— Está me observando.
— Como sabe?
— Posso sentir.
Será que sabia que ele também podia senti-la?
— E o que sente?
Vanessa parou. As palavras, murmuradas num tom suave, convidavam à intimidade, trazendo um desejo inesperado. O coração dela disparou.
— É como uma invasão. — Ela arrumou os legumes numa travessa, cobrindo-os com água. — E não gosto disso — completou, colocando-os na geladeira.
— É uma mulher muito linda, Vanessa. Que homem não a olharia? Você sabe disso.
— Sim, sei como as pessoas valorizam a aparência — murmurou, desligando o forno.
— Eu também — declarou Edward, num tom amargo.
— Então temos algo em comum. — Ela tirou a última assadeira do forno, colocando-a sobre o fogão, antes de virar-se.

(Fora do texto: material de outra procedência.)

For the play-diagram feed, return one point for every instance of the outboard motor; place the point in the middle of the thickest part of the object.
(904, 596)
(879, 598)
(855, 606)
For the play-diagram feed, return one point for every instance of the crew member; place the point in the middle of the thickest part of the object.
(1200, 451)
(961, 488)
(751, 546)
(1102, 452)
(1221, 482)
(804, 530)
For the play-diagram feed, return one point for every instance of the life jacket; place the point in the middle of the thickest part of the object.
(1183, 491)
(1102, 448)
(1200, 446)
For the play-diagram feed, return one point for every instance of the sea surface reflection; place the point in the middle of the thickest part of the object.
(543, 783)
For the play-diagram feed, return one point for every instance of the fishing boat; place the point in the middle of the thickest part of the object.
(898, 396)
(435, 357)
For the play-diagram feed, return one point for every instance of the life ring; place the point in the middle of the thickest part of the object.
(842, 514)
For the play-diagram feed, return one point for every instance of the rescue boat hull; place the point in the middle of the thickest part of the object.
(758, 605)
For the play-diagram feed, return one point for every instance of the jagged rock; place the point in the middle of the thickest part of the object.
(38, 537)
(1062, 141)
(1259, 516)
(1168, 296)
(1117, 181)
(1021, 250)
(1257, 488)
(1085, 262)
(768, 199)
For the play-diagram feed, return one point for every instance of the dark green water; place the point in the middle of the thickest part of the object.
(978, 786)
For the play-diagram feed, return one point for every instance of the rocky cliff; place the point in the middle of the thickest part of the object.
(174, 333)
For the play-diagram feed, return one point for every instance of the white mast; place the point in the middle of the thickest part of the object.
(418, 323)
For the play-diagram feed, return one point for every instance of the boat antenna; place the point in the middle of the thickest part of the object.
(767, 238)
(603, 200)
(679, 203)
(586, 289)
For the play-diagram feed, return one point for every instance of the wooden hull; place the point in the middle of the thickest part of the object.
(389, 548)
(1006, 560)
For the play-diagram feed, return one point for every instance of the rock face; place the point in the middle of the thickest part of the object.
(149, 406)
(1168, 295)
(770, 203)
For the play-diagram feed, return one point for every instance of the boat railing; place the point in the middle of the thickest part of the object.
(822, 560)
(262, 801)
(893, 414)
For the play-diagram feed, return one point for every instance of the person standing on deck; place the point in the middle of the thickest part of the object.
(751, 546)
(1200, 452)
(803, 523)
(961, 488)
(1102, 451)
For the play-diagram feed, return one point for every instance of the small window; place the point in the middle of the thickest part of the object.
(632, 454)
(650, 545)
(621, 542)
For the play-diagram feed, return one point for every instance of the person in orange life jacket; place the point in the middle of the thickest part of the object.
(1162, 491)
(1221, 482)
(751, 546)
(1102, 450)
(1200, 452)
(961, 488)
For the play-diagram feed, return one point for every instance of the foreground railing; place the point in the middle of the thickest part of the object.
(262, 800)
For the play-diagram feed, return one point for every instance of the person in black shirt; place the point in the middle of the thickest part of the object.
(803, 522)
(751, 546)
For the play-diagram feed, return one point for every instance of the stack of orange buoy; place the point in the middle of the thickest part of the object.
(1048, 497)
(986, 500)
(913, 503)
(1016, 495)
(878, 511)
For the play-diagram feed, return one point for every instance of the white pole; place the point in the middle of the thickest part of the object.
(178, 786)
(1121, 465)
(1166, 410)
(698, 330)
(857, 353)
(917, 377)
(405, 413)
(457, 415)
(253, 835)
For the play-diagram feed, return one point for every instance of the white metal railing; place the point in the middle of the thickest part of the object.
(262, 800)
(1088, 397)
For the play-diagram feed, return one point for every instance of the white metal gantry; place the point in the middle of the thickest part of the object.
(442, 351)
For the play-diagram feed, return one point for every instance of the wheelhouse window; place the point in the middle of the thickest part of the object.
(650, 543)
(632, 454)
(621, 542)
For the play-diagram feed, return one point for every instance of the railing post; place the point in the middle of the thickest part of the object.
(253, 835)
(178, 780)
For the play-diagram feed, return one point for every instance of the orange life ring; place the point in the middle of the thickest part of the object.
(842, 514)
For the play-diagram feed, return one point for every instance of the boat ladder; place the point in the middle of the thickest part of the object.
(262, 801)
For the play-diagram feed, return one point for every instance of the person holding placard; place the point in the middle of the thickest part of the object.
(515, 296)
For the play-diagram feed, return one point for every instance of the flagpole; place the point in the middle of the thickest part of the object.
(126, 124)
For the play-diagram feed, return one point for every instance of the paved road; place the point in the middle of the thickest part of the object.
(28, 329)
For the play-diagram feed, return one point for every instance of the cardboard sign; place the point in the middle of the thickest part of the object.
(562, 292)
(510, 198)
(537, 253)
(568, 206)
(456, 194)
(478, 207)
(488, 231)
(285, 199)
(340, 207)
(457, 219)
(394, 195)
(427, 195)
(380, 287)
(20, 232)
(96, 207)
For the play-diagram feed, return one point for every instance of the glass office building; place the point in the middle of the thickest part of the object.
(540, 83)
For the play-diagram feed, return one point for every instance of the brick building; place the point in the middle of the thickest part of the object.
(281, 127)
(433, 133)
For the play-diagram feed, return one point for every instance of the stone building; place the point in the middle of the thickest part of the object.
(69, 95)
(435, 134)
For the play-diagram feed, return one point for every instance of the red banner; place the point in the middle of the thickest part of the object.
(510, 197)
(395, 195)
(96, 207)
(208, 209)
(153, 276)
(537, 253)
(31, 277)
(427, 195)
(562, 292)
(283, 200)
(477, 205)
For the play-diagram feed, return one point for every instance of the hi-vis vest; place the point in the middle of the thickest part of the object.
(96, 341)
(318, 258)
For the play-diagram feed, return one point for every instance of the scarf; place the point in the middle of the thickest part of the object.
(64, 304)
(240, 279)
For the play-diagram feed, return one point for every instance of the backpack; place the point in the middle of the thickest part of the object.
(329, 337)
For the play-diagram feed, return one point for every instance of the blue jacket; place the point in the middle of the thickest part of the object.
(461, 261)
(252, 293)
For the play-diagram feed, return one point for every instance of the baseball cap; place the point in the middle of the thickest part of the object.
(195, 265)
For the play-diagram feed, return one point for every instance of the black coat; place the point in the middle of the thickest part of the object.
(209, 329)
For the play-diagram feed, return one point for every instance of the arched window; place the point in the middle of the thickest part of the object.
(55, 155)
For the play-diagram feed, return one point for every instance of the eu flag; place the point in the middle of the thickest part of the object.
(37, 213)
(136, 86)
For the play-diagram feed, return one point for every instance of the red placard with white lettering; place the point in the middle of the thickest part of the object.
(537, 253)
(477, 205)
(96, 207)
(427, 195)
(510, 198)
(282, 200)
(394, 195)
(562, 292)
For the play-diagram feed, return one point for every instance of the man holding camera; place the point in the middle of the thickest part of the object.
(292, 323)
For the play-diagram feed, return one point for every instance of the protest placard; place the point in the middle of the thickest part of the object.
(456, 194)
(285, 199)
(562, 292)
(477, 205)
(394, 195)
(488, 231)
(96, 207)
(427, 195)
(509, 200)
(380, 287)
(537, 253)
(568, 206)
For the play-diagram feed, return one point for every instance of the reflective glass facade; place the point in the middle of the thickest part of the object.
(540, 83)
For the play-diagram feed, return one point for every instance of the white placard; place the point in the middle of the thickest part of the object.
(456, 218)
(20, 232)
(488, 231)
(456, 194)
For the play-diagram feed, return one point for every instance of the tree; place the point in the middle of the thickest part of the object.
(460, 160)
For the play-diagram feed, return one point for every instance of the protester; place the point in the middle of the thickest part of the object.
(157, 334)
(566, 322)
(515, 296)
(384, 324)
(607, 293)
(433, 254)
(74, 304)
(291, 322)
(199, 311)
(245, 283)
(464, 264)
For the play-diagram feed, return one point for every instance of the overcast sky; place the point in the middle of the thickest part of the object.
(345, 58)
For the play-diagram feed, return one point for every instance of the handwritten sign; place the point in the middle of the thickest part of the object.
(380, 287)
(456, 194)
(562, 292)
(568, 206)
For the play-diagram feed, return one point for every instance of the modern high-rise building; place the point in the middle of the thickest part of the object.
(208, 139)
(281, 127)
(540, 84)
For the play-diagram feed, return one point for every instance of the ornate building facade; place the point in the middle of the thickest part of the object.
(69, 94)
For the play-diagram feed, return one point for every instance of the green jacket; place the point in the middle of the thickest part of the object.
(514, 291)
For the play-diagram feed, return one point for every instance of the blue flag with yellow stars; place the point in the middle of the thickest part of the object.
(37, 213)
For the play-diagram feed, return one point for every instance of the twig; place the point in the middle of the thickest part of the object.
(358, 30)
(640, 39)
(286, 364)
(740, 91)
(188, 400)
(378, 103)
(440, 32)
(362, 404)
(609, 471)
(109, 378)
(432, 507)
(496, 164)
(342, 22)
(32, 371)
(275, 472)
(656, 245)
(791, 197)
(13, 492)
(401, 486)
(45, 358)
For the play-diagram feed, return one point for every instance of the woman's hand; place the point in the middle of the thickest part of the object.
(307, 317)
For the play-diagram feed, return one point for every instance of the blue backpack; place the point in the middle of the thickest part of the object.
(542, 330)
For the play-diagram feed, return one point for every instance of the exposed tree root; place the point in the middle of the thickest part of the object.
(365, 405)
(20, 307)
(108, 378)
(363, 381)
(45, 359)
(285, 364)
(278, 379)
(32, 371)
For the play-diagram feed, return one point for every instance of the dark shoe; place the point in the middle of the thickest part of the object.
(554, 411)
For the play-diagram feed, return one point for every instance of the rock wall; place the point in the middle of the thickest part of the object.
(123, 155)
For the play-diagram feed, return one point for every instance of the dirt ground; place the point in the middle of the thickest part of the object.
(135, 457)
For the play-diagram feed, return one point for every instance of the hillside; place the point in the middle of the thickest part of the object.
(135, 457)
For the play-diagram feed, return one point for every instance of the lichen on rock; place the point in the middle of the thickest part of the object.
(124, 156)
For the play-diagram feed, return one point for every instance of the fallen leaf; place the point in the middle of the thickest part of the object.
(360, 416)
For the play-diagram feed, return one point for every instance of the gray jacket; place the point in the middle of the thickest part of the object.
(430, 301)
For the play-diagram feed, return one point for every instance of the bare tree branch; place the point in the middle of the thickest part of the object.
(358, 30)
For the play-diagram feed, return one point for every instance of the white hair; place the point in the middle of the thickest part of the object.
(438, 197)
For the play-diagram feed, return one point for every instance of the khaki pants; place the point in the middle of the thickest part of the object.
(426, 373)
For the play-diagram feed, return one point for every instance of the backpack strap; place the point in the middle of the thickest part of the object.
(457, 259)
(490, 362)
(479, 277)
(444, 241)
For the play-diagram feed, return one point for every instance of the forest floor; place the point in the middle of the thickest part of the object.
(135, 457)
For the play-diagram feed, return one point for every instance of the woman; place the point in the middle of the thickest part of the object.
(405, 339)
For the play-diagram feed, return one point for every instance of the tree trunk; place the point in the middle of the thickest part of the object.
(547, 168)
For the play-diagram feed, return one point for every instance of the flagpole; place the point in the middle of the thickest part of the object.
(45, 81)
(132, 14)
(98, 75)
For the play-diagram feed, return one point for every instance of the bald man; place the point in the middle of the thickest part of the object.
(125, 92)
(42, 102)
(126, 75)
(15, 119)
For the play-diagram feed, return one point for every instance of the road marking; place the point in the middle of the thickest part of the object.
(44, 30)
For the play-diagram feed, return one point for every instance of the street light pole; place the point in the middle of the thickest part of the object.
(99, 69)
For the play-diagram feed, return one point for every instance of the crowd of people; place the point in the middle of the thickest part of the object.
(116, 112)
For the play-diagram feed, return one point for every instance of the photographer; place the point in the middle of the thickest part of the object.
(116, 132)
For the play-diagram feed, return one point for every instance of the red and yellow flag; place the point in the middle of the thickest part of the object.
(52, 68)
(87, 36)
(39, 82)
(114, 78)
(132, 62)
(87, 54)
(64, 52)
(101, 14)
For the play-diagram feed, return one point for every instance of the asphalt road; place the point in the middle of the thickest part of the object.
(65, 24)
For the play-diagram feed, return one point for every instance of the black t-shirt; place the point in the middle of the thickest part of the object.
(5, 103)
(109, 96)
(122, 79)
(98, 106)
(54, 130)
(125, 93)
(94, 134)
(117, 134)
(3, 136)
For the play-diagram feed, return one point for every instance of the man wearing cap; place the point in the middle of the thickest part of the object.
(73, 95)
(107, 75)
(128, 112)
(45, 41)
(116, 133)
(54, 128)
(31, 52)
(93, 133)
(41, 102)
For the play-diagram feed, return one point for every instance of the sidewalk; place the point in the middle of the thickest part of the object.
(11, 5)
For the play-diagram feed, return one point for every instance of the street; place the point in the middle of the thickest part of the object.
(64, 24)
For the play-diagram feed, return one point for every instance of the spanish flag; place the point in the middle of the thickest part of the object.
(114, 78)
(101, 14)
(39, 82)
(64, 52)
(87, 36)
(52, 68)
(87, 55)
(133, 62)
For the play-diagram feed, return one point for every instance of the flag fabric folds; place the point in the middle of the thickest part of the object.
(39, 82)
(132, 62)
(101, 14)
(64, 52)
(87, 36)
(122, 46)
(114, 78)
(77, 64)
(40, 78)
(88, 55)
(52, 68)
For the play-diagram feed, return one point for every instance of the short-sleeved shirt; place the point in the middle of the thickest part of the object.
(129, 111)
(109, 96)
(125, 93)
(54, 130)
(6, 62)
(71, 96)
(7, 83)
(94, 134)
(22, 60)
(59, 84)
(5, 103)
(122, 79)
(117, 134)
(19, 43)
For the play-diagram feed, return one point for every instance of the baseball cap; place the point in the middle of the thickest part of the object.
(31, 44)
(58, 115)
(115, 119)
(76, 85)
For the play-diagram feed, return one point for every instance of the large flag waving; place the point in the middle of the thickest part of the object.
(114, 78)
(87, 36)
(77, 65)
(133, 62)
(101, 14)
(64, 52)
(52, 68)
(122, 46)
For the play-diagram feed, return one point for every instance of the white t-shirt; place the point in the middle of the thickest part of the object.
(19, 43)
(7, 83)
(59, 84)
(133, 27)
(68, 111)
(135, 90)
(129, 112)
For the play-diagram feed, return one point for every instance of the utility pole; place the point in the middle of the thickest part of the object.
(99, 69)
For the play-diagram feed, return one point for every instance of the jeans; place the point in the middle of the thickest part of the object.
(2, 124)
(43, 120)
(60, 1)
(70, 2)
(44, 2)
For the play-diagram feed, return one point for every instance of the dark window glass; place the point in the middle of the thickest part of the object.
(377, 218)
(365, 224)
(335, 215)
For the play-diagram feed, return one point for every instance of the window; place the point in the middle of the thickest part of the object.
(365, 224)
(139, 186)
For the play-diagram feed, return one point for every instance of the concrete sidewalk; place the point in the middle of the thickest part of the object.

Ele tinha desaparecido. Como se um vento frio a atingisse, soube que não estava mais ali.
— Também não gosto disso, sr. Efron — gritou, para a casa vazia.
Não houve resposta, e nem ela esperava isso.
Zachary desceu pela escada de serviço trazendo os pratos do jantar. Depois de colocá-los na lavadora, pegou um biscoito na assadeira sobre o fogão. Mastigando, atravessou a sala de jantar e chegou à biblioteca, estranhando o ar frio que penetrava na casa.
Ao entrar na sala de estar, parou de repente. Cada fibra do corpo dele reagiu ao vê-la.Vanessa estava na varanda, atrás da sala, e as portas francesas estavam completamente abertas. As mãos dela apoiavam-se na grade, e o roupão leve, verde-claro, flutuava ao sabor da brisa da noite sem lua. A frente dela, o mar batia no cais, iluminado apenas pelas luzes suaves que cercavam a casa.
Zachary poderia jurar que estava vendo um anjo. O vento erguia os cabelos acobreados, fazendo-os flutuar.
— Não é fantástico? — perguntou ela.
Ele enrijeceu, sentindo-se encurralado na própria casa.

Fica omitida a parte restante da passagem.